Does Radical Evil Necessarily Destroy Meaning in One`s Life?

Does Radical Evil Necessarily Destroy Meaning in Life?
Trudy Govier (1950 --) begins this section by explaining the problem that radical evil has
traditionally presented to religious believers who are committed to a God who is both
“good” and the “creator” of the world in which innocent people can suffer profoundly.

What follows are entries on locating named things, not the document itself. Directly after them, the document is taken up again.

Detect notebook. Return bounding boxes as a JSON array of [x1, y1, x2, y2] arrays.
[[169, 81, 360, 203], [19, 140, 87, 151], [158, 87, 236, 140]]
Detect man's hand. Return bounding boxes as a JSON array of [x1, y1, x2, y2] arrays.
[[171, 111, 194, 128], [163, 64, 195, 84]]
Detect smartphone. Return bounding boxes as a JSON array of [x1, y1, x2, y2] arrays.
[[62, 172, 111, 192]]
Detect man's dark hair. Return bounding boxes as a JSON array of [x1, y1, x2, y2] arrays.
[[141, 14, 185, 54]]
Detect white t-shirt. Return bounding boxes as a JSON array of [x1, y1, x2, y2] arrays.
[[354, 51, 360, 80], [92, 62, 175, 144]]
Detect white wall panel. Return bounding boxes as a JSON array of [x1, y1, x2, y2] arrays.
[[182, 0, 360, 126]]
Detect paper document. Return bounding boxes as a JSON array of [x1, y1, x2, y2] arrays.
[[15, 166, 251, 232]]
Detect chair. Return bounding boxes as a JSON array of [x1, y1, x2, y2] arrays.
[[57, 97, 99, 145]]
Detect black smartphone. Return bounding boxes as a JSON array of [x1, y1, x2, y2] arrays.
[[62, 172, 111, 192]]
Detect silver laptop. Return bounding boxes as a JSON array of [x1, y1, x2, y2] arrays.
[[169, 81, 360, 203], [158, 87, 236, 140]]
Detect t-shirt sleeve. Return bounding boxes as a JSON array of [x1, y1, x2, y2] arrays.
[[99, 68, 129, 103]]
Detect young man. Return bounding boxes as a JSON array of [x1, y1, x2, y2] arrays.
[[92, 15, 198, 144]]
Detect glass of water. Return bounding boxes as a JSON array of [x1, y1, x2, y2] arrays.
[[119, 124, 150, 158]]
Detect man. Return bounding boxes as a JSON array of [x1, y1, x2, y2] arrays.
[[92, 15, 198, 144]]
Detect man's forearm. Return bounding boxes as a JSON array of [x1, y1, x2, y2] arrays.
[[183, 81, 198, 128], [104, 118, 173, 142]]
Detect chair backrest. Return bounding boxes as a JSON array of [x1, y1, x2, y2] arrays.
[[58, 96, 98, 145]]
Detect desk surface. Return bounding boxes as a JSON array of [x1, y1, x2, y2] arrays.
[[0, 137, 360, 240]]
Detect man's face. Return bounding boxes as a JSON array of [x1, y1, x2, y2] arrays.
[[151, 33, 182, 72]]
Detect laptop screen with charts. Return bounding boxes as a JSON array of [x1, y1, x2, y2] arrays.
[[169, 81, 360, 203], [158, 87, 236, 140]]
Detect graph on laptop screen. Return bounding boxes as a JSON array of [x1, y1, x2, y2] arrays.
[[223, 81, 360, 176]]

Govier uses the Holocaust as a paradigm case of what is meant by radical evil. The
second reading is an excerpt from a Nobel Prize winner author and Holocaust survivor,
Elie Wiesel (1928 --), in which a young boy describes his loss of faith in God. The third
reading is an excerpt from, Man’s Search for Meaning, by Viktor Frankl (1905--1997).
Frankl survived years in three concentration camps and this book is famous for its
account of how Holocaust victims maintained their sense of meaningfulness in a horrific
situation. As a Professor of Neurology and Psychiatry, Frankl taught at numerous
universities in Europe and the USA after the war. He founded the Institute for
Logotherapy and Existential Analysis.
Evil, Trudy Govier
For thousands of years, philosophers and theologians have struggled with the problem of
evil in the context of God’s power and creation. In these discussions, it was common to
distinguish between natural evil and moral evil. Natural evils were serious misfortunes
that befell people as a result of natural events such as earthquakes, tidal waves, and
epidemics; whereas moral evil was a feature of human actions and agents. (Natural evil
will seem evil only if we believe in a supernatural power that is responsible for these
natural catastrophes.) The classic problem of evil is this: If God is all-good and allpowerful, that should mean He could prevent evil of both kinds. So why does He allow
evil to exist? So many good people suffer from natural evils like cancer and tidal waves,
yet so many bad people skip through life with impunity, accumulating fortune as they go.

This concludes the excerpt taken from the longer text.